GRAND ISLAND, Neb. -- Approximately 110 children in Hall, Hamilton, Howard and Merrick counties are in foster care, and some of those kids rose awareness on this issue with a superhero run.
"Everybody has a bad outlook on foster youth and foster care already, so why not raise awareness and let more people know about it?" said Kori Eckel, who has previously been in foster care.
"It's for a good cause, and it helps everybody out in the community and helps the foundation," said runner Michael Benson.
Nearly two years ago, Eckel was in foster care for six months. She says it has been improperly stereotyped.
"You can't just a book by its cover," said Eckel. "A lot of the times, more than not...it's not safe for the youth in the home, so they're taken out that way they can be safe."
Kori currently lives with her mother, but her bond with her foster parents will never diminish.
"It's awesome just to know no matter what happens, if you ever need anybody to talk to when you don't know who else to call, you can just pick up the phone and there's somebody going to be on the other line, telling you what to do and giving you good advice," said Eckel.

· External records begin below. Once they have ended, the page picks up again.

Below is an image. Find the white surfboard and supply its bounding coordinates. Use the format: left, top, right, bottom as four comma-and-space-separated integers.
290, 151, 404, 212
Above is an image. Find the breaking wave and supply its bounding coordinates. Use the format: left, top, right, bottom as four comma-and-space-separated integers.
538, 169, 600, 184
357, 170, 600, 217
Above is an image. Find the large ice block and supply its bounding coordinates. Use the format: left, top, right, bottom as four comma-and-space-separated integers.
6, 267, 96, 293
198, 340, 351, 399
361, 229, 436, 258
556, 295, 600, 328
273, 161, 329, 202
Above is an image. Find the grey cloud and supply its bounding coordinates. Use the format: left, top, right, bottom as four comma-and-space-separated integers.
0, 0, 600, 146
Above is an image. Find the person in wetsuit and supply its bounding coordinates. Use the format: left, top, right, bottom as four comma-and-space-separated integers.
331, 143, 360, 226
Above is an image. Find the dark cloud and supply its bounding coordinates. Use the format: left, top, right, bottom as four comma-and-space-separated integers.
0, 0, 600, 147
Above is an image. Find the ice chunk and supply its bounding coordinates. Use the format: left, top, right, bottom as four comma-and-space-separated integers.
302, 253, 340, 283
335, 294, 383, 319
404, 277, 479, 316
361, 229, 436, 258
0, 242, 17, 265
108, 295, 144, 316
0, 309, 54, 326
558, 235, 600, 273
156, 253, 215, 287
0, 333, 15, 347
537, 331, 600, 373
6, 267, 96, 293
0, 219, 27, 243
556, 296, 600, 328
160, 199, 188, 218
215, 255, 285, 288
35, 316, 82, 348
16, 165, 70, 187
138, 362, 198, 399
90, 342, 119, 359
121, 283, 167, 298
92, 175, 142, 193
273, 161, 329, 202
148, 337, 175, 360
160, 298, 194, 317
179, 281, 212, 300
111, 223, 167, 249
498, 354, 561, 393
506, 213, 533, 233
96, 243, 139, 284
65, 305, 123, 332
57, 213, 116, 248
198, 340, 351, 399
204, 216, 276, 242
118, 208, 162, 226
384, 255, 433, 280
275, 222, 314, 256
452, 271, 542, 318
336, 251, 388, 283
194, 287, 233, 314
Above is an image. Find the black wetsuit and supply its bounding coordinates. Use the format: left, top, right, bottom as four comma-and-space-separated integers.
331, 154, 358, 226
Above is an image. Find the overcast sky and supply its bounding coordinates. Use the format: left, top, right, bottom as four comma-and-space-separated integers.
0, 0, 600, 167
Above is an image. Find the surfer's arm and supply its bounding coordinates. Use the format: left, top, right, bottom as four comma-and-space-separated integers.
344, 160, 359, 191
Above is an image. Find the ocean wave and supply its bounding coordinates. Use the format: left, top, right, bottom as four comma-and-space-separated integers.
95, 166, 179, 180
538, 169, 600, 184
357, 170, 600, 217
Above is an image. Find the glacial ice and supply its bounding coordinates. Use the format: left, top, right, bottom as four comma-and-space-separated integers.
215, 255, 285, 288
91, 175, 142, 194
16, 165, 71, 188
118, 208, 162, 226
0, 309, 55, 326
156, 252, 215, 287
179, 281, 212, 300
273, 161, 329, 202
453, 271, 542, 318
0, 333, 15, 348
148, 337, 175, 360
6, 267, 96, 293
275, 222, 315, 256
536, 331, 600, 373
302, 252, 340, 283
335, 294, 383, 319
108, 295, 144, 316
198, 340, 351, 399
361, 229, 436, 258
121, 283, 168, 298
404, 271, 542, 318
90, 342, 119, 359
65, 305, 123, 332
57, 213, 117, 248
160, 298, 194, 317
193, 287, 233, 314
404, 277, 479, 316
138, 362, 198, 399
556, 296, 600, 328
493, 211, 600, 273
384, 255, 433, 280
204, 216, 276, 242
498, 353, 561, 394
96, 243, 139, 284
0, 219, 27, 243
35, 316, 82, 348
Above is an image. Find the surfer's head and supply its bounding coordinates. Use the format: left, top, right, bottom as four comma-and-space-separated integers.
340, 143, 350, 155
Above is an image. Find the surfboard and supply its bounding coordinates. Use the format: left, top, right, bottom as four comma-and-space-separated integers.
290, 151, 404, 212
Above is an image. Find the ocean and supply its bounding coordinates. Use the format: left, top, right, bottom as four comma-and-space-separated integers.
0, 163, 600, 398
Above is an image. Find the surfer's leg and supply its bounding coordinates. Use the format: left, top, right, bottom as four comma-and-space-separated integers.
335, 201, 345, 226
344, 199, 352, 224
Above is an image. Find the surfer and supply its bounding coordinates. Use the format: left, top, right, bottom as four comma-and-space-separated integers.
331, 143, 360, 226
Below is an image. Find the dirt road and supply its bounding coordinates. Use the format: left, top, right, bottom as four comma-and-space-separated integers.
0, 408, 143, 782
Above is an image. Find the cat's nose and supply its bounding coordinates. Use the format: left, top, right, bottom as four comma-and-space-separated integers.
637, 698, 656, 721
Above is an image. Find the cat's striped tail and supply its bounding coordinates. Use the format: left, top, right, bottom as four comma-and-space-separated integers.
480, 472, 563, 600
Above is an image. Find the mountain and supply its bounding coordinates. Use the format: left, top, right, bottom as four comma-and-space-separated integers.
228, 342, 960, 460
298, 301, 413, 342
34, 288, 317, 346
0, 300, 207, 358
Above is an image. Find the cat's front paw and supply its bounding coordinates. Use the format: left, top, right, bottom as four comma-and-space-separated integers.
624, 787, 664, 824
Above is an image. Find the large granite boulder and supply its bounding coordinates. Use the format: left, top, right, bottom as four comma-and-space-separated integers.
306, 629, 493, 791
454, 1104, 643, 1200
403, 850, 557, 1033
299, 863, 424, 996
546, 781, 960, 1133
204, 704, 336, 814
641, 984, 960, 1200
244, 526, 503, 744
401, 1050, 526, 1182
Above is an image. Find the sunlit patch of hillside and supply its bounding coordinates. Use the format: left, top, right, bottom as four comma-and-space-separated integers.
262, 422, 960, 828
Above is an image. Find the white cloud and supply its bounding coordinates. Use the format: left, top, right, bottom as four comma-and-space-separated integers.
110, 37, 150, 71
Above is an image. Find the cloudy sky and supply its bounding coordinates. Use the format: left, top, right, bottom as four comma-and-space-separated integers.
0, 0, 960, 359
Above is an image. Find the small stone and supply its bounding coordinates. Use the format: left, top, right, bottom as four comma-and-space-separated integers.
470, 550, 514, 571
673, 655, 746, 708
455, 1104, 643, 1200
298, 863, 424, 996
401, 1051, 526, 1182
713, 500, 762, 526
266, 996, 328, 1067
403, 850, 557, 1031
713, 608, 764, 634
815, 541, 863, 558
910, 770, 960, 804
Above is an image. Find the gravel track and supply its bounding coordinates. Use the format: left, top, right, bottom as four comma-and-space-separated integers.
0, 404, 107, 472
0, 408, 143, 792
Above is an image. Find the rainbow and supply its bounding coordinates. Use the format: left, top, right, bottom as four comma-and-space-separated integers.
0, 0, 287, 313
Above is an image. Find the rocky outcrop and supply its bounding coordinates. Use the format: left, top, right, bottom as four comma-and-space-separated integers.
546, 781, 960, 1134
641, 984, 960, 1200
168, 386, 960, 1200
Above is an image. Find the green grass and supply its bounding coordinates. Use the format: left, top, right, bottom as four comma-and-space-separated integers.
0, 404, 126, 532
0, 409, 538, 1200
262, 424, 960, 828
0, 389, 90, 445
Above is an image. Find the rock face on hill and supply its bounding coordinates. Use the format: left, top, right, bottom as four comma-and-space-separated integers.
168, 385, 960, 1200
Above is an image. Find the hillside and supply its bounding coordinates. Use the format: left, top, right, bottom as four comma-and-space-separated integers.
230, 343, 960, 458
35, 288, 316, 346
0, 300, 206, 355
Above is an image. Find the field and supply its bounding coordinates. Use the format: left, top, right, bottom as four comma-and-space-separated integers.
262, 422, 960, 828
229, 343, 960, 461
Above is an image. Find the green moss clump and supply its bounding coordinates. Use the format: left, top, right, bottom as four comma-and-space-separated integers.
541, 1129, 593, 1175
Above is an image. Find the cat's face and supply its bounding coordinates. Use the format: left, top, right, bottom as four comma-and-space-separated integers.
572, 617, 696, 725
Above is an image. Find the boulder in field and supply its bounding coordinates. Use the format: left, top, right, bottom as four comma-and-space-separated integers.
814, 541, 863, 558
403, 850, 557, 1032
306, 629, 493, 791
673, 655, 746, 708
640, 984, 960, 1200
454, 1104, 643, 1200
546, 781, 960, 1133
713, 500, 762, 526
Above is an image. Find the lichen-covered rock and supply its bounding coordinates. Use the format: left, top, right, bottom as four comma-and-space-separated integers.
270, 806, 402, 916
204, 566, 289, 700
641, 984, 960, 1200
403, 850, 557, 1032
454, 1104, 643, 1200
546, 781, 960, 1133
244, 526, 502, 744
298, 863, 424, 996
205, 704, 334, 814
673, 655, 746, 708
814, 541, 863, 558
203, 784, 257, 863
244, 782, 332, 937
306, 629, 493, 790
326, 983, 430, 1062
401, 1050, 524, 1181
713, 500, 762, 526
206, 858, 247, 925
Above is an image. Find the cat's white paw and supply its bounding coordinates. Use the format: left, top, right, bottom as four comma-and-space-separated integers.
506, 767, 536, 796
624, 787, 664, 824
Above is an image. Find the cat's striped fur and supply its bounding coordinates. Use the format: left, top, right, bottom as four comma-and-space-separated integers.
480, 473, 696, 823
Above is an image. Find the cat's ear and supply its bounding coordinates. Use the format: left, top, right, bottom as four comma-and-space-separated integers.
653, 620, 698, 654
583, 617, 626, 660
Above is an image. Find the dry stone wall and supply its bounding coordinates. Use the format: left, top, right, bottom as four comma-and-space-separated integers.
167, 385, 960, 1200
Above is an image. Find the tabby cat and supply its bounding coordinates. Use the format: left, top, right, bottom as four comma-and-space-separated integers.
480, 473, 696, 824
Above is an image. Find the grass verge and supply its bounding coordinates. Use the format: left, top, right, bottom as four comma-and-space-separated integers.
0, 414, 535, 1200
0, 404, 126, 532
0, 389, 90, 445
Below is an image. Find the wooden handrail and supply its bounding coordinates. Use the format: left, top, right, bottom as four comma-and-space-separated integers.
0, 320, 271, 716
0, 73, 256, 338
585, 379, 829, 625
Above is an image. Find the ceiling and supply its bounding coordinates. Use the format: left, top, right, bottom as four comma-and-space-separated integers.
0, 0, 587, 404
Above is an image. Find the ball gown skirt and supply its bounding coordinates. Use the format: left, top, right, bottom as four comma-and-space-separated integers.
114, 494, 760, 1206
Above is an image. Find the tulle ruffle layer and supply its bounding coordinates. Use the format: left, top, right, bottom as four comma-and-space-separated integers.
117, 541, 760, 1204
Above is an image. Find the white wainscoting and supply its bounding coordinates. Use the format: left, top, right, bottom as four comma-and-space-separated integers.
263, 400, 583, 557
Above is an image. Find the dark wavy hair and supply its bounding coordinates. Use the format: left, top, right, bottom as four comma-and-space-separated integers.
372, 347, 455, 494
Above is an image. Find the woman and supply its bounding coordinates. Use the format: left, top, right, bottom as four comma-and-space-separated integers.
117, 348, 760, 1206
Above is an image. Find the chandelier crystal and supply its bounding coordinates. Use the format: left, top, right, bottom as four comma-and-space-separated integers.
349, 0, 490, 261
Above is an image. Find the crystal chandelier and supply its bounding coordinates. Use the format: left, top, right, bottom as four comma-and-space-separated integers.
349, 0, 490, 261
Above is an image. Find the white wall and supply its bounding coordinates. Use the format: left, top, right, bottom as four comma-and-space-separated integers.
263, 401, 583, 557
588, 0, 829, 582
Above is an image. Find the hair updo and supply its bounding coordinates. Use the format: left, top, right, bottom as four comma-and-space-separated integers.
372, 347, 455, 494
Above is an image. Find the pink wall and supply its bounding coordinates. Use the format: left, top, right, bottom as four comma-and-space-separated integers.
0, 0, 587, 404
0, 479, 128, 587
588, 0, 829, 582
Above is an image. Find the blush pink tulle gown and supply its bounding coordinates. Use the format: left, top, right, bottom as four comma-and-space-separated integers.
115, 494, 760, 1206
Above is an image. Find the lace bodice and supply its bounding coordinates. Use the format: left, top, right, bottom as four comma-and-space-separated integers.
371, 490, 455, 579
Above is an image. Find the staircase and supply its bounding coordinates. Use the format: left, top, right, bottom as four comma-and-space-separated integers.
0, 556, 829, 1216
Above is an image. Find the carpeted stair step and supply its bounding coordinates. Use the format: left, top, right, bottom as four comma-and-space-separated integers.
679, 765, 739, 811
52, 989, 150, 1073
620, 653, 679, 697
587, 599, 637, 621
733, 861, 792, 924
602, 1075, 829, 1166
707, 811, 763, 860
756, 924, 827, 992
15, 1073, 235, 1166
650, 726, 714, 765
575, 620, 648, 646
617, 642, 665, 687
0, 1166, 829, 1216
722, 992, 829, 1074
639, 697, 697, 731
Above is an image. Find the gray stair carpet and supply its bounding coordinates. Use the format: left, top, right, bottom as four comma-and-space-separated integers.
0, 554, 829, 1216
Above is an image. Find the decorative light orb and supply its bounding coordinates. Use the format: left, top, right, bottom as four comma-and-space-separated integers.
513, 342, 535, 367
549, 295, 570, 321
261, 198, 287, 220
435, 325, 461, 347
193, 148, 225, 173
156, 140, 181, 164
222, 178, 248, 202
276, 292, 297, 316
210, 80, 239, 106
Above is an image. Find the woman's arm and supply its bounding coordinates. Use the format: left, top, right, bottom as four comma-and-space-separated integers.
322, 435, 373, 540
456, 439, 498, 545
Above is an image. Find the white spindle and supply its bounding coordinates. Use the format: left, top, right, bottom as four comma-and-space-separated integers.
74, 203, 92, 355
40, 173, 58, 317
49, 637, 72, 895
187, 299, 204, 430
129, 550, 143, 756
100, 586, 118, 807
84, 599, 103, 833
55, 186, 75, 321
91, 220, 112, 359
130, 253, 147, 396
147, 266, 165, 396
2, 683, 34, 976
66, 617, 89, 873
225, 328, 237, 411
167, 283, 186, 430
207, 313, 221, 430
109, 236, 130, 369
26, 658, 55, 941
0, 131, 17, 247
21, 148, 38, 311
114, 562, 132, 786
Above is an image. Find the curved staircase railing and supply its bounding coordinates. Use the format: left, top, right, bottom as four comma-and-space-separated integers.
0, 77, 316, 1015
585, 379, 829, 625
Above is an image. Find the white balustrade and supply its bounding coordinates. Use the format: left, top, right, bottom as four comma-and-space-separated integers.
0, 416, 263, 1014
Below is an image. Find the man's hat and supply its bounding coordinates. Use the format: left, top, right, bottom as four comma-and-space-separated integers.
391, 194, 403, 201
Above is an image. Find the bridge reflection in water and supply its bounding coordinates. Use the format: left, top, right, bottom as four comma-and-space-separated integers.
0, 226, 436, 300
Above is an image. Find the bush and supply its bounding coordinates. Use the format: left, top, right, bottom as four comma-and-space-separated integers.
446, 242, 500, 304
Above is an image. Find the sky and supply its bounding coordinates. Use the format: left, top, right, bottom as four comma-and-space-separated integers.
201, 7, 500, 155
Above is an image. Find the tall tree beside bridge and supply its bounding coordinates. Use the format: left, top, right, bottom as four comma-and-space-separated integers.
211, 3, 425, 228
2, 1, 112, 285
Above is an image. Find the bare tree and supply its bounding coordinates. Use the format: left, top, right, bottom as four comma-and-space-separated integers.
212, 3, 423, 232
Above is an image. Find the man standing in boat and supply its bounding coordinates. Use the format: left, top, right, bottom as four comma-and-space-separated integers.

For kids in need, foster parents become the superhero.
"When I didn't have any place to go, they let me into their home. They didn't have to, and ...they just really sweeped me up off my feet," said Eckel. "I would say they are my superheroes."
Eckel recently graduated from Grand Island Senior High School. She says when she was in foster care, her foster parents drove from Cairo to keep her in school.
Eckel plans on attending Central Community College in Hastings to major in culinary arts.
The run was put together by Project Everlast, which is designed to develop those currently or previously in foster care. They teach youth independent skills like cooking, managing money and finding places to live.
According to Project Everlast, Eckel and others are breaking down the stereotype, one day and accomplishment at a time.
"These kids are overcoming all odds and graduating, and they have college plans, too. So they have plans for the future, and they're kind of plowing through right now, which is just absolutely amazing," said Project Everlast's temporary youth advisor Kortnie Ravenscroft.